Successful implementation of AI demands laserlike focus on a company’s unique value drivers. But these drivers may not be readily apparent. It can be incredibly alluring to invest time optimizing and automating processes that served past success, rather than future potential. That is why it is critical to start with a clean-slate-engineering approach. Consider, what is the actual job-to-be-done, and if you had unlimited options, how would your company deliver extraordinary value? Start from scratch using design thinking – before you start thinking in limitations (all the reasons why a new approach would never work), train yourself to think in limitless ways. In the best of all possible worlds, how would you provide for the job-to-be-done in a way that has never been done before? Use first principle thinking and root cause analysis to peel back layers of assumption. All too often we accept the established framing of a challenge, or chase after extraneous symptoms without considering the root causes and drivers of the solutions we stand to provide.

In light of macroeconomic swings, consider how re-clustering of activities would help. Re-clustering can take the form of a “clean sheet” approach, or a more incremental approach. Start by looking across all business activities to better understand where the job-to-be-done is being served and where it is not. Because AI driven transformation impacts many dimensions of an organization, experts from multiple disciplines are needed to ensure scalable, safe and valuable solutions. Cross-functional project teams need to include domain experts and specialists from AI, design thinking and change management. These are world-class challenges so working with world-class talent to apply best practices from across sectors makes good sense.

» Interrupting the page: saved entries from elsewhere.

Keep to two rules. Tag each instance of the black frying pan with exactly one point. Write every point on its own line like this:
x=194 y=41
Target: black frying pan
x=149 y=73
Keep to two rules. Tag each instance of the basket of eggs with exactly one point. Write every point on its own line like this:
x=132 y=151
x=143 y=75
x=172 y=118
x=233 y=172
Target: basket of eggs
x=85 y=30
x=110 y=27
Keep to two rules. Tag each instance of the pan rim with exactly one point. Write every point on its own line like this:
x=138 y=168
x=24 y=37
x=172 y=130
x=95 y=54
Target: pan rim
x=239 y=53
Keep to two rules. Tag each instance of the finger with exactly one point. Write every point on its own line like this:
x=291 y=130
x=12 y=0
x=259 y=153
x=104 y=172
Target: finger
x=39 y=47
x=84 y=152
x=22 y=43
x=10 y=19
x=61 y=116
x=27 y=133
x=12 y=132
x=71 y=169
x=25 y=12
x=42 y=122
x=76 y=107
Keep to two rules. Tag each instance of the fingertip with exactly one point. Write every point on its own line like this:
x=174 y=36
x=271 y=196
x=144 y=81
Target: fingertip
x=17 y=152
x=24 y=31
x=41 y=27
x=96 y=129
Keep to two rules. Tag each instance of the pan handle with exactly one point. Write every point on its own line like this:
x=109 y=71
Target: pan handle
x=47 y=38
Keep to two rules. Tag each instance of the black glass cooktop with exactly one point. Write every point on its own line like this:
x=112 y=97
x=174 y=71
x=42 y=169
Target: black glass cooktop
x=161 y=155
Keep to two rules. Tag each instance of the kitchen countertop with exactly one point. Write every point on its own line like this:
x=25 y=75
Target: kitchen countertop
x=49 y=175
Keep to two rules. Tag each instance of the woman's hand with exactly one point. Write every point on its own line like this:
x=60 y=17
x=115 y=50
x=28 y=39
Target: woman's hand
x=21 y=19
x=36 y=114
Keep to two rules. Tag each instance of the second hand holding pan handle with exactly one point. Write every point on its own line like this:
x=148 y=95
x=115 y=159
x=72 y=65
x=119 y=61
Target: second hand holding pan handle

Ask yourself, in terms of resilience in the face of the current crisis, what critical system operations are vital to your organization’s mission and survival? How can you help instill the right level of urgency and charge your teams with finding opportunities wherever and however they can? Even in this severe downturn, there are pockets of growth. Where are they? Are they in select customer segments, direct-to-consumer retail, specific geographic areas? Realize that supply-chain resilience and customer loyalty are now at a premium. How can you apply AI in ways that make your supply chains more agile and provide frictionless customer experiences in response to real-time changes and at lower cost?

Defining the New Normal

Succeeding in the current business environment will require an appetite for big moves.
So, by all means, take time to ask critical long-term questions. Some companies will undoubtedly emerge leaner, stronger and more innovative. Have courage, if it were easy everyone would be doing it. Remember, you are embarking on an iterative journey; the point is not to get it right the first time, but rather to advance rapidly by learning from mistakes.

Rather than passively hunkering down, the global crisis demands that we relentlessly adapt and rebound as vigorously as possible. We all have an obligation to find ways in which each of us can make a difference by doing what each of us does best. It is not about resetting to the new normal, it is about actively defining what the new normal will be. A global recession is unavoidable, but the decisions we make now will determine how we emerge from it. None of us can say how long the current crisis will last, but as sure as sunrise, it will pass. Now is a time for decisive action, because when the sun comes up, you’d better be moving.